The general GRE actually covers less math than the SAT. However, doing really well requires actual understanding of what you're doing, not just blundering along. (Perfect or near perfect performance on the math section is pretty common.)

That said, I do assume MBA programs want the GMAT, but I don't know if there are exceptions.
posted by hoyland at 12:31 PM on February 17


I had a sub 3.0 grade in an unrelated field. I dealt with it by taking two classes as a nondegree student. I did really well in both classes, got to know the professors, and got them to write me letters of recommendation (and once I was an "official" grad student, the classes I took as a nondegree counted toward my degree).

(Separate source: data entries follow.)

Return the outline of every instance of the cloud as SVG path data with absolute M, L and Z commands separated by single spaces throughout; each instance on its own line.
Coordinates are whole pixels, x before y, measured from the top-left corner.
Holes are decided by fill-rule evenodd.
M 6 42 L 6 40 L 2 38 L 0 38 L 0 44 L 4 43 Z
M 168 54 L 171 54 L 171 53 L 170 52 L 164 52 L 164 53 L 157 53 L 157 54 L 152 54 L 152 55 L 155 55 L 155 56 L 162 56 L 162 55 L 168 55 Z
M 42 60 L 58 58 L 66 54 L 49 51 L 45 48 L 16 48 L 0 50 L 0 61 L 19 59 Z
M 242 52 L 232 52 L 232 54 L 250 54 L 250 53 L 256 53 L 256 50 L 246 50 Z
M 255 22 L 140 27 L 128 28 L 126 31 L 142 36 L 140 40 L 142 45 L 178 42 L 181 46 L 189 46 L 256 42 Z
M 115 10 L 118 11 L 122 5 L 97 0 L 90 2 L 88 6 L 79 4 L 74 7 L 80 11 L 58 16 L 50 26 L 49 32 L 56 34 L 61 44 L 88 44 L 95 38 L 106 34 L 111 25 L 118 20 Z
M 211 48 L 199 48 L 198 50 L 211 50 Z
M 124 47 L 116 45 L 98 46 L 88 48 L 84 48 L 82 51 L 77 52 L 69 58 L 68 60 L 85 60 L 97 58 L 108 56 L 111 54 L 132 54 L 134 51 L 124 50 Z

Honestly, it was a rather long way of going about things, and I'd recommend trying some of the above advice first, but I just wanted to let you know that's an option at most universities.
posted by mcmile at 12:34 PM on February 17


* I went to grad school about two years after graduating from undergrad, with a Computer Science degree in an Engineering division. My undergrad GPA was just a hair above 3.0, and I had no mitigating factors like a full-time job during college. Yikes. I have no idea how people can do that.

* I applied to four schools for grad school and was accepted to three of them. The one which rejected me was my undergrad institution (hmm...). My safety school was the state university in the state I lived in at the time.

* I did not go to my first choice school, because they required me to take an undergrad class as they felt my undergrad background was lacking. I would not have minded doing that at all, however, I was also applying for a grad school scholarship through my then-employer. I was accepted to the scholarship program, however, one of the stipulations was unconditional acceptance. I ended up at my second choice school, with a full ride (tuition and books) and half my salary paid by my then-employer.

* The GRE is very, very much like the SAT, except that it's administered entirely on a computer (I'm not sure if the SAT is now). I was not happy with my scores, but I guess they must have cleared the bar. I also took the GRE Computer Science Subject Test, which was on paper and which I would liken to an SAT II subject test. It was required by two of the grad schools I applied to. I was much happier with my performance on the Subject Test.

* I suspect GPA matters far less when you have employment/life experience under your belt, but I'll never know that from personal experience.

* I was astonished at how well I did in grad school (almost a 3.8) given that I thought many of the classes were harder. Perhaps my employment experience helped, or perhaps I went to an institution of higher grade inflation.

* Pro Tip: My graduate work was in Electrical and Computer Engineering. If you're going to that kind of field with just a CS background, I suggest you audit some undergrad EE classes, particularly Signals and Systems. Oh, the stares I got from nearly everyone when I raised my hand in a 700-level Wireless Communications class and asked "So, what's a Fourier Transform?" I have rarely in my life felt more stupid than in that moment. I ended up auditing Signals and Systems, and I ended up with a B in that 700-level Wireless class that I do NOT think I deserved.

* Talk to the department chairs at the programs to which you're applying. They'll be able to let you know far better than any of us can.
posted by tckma at 1:01 PM on February 17


Also 10 years out of college with a 2.3 undergrad GPA. Got accepted last year into two masters programs. I did classes in a grad program as an informally enrolled student and did very well. I called this out along with my professional experience in the statement of purpose. It worked out well as far as the admissions process went.

regarding the GRE, another Mefite saved my life in preparing fro the quantitative. Start studying with this book first. It starts from the basics while other books try to help you "game" the test with shortcuts and such. I couldn't comprehend those books until I reviewed the basics.